ダウン症の兄の日常を描く『ヒロのちつじょ』―ダウン症の人の生活ってどういうもの?【インタビュー 前編】

社会

2017/7/26

『ヒロのちつじょ』(佐藤美紗代/太郎次郎社エディタス)

 障がい者施設「やまゆり園」で起こった、あの忌まわしい事件から1年が過ぎた。今でも犯人への憤りとともに、記憶に残っている人も多いことだろう。

 しかし一方で「とはいっても実際、障がいを持つ人とどう接していいかわからない」という健常者も多い。ましてや家族の1人がダウン症だったとしたら、他の家族は一体、日頃どんな思いをしているのだろう……?

 好奇心もあって、ダウン症の兄の日常をまとめた『ヒロのちつじょ』(太郎次郎社エディタス)を手に取った。著者の佐藤美紗代さんが大学の卒業制作で作った電子書籍がベースで、ヒロこと兄の佐藤洸慧(ひろえ)さんの「あさ」「ひる」「よる」の行動が、イラストとともに紹介されている。

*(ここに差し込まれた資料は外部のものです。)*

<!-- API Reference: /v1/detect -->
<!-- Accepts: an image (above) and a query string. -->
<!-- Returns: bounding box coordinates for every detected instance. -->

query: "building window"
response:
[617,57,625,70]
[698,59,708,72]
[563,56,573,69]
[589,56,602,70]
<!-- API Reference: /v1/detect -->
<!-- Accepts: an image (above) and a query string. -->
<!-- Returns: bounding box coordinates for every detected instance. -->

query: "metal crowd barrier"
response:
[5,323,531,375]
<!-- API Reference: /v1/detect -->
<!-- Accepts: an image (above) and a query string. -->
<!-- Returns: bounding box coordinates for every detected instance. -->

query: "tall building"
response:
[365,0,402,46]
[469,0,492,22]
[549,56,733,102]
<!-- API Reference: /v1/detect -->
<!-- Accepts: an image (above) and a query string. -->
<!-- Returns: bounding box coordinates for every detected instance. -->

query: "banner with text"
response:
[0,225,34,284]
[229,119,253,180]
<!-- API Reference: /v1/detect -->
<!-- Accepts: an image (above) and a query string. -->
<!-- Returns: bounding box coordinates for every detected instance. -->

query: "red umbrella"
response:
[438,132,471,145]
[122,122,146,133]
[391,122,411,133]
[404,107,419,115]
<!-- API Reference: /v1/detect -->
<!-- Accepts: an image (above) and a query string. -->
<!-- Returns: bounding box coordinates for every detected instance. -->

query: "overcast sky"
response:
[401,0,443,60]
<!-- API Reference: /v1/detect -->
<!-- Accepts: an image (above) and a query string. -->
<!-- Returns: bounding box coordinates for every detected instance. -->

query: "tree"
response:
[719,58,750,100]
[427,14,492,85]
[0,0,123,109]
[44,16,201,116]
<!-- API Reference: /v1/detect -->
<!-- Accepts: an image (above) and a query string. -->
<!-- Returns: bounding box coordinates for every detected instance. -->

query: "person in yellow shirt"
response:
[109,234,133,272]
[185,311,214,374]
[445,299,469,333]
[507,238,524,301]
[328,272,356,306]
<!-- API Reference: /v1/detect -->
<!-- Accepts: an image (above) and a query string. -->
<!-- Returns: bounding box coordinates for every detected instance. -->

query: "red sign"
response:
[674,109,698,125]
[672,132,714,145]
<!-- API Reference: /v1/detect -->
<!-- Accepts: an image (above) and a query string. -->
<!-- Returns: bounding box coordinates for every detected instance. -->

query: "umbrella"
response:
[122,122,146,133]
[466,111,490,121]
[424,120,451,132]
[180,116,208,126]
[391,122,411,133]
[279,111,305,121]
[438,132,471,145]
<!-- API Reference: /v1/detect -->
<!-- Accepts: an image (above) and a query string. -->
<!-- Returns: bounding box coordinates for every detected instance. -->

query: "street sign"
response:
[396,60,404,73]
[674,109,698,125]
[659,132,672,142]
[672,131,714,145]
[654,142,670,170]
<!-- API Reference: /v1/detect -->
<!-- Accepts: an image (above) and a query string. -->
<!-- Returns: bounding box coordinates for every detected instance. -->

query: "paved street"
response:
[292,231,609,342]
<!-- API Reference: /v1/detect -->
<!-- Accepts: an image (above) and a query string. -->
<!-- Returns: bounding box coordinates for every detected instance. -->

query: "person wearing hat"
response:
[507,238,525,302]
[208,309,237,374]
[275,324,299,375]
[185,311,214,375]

 ヒロは「気前の良さは一人前」で、大好きな食べ物でも「いいよ」とひと口分けてくれたり、鏡に異様な嫌悪感を示して決して見ようとしなかったりと、独特の癖やこだわりを持っている。そしてそこには、言葉で気持ちを伝えることができない「ヒロなりの秩序」があるのだという。現在はソーシャルワーカーになるためにカナダに留学している佐藤さんに、ダウン症のヒロの世界について教えてもらった。

周りの「兄を知りたい」が、描いた理由

 佐藤さんは武蔵野美術大学基礎デザイン学科を卒業している。しかし3年生まではソーシャルワーカーになることや、ダウン症の兄についての本を作ることは考えたことがなかったそうだ。

 「4年になって卒業制作を作ることになって、『自分の課題って何だろう?』とふと思った時に、ヒロの存在が浮かんできて。私ができることは、ダウン症の兄のような人に向けたデザインを考えることじゃないかなって思ったんです。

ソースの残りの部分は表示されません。